Forest Resources
29 January 2010
Kastom Politics
Augusta Ali Seo was a young woman in 1963 when the British colonial government was trying to take control of a large tract of her ancestral land on the southwest coast of Santa Isabel Island, Solomon Islands. Administrators from Honiara were looking for land across the archipelago to convert to forest reserves. They figured that once these ‘uninhabited’ areas were in government hands, the forests could be better managed, including for commercial forestry.
Government officials with local mediators succeeded in negotiating transfer of 75,000 acres from the customary owners to their control. The land - known as the Allardyce Tract – today retains the name of the company to whom its care was entrusted - the Allardyce Lumber Company.

An irony of the land feud at Allardyce tract on Isabel Province’s southwest coastline is that the vast majority of land being fought over has not come under landowner control for almost half a century.
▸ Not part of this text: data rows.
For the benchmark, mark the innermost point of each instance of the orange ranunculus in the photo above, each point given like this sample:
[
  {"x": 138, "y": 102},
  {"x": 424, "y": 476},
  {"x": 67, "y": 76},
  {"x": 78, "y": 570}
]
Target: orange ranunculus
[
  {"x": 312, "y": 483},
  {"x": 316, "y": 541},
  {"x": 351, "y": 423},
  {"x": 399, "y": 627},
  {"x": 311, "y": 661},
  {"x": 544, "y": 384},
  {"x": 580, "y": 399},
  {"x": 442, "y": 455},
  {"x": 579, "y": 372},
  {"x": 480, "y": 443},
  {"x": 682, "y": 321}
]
Compared to the north coast of Santa Isabel, this stretch on the way to the Allardyce tract is relatively free of log camps. Obscured by a small island, the camp at Ruruma is visible by the logs stacked at the water’s edge. But there is little activity. In March 2008 - barely a month after they had started their logging operations - Ruruma Development Company (RDC) and its logging partner Mega Enterprises were told to cease all logging in an adjacent area owned by the Isabel provincial government.